A big Chinese trade counter-assault may be on its way: a deliberate devaluation of the yuan, with the aim of offsetting the impact of U.S. tariffs, experts tell Axios.
If they are right, China will be mimicking an ultra-successful stratagem used by Russia to weather four years of withering western sanctions over its invasion of Ukraine.
What’s going on: The yuan has plunged by 4.5% in value against the dollar over the last month, making Chinese goods cheaper in the U.S. and American products more expensive in China.
- That’s the opposite of President Trump’s aim in lashing China with tariffs, which are meant to squeeze Beijing so it lowers its trade deficit with the U.S., stops forcing U.S. companies to surrender tech advances, and halts thefts of U.S. commercial secrets.
- In response, Trump is accusing Beijing of currency manipulation and threatening to slap tariffs on the entirety of about $500 billion in annual Chinese trade with the U.S.
- China has not officially responded to the latest threats.

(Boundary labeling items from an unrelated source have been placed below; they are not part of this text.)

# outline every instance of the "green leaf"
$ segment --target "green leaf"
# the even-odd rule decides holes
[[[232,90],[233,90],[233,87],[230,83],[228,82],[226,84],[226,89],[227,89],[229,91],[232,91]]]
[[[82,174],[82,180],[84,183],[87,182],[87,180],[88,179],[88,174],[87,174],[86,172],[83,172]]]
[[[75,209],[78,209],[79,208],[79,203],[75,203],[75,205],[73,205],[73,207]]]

As of now, the drop in the yuan’s value appears to reflect a selloff by traders watching China’s economy weakening, reports the WSJ’s Saumya Vaishampayan. But, with both sides digging in their heels and the prospect of a protracted trade war, a determined devaluation appears to be the strongest tool in China’s toolbox, economists tell Axios.
Such a strategy would be a strong antidote, while resulting in a hit to some Chinese commercial actors, Gagnon tells Axios. “They could fully offset the macro effect of the tariffs,” he said, “but there would still be a lot of micro distortions as some firms gain and others lose.”
- A Chinese currency play would somewhat resemble how Russia finally withstood steadily escalating sanctions slapped on it and key Russian leaders in retaliation for the country’s 2014 invasion of eastern Ukraine.
- After a plunge in the ruble’s value and a clampdown on almost any new banking or other strategic commercial deals with Russia, Moscow chose what for it was a nuclear option: it floated the ruble, a step it had avoided through the Soviet and early post-Soviet period.
- Russia also tightened spending, began paying off debt, and and enforced a halt to the import of many agricultural and other products, thus boosting Russian industry and halting the flow of dollars out of the country.
But the main thing was that, from then on, Russia was earning dollars for its sale of oil and gas, but spending devalued rubles for salaries and other government programs at home. The economy shrunk and went into recession before recovering, but President Vladimir Putin — determined to withstand the pressure, and igniting a nationalistic anti-American propaganda campaign at the same time — retained wild public support.
In China, the to-and-fro and blood on the floor could end up looking like a similar war of attrition, even if China is less belligerent about it..
- Brad Setser, a former Treasury Department official now at the Council on Foreign Relations, said a Chinese currency move would be risky at this stage because it could trigger capital flight. But should Trump escalate as he has threatened, there is a probability that “China does ultimately respond in part by letting the yuan weaken,” he said.
- “The problem is that the Trump administration appears to be waiting … for China to buckle under the tariff pressure and come crawling back with a series of big unilateral concessions,” Edward Alden, also at CFR, tells Axios. “I do not believe that will happen, which unfortunately may set the stage for further escalation.”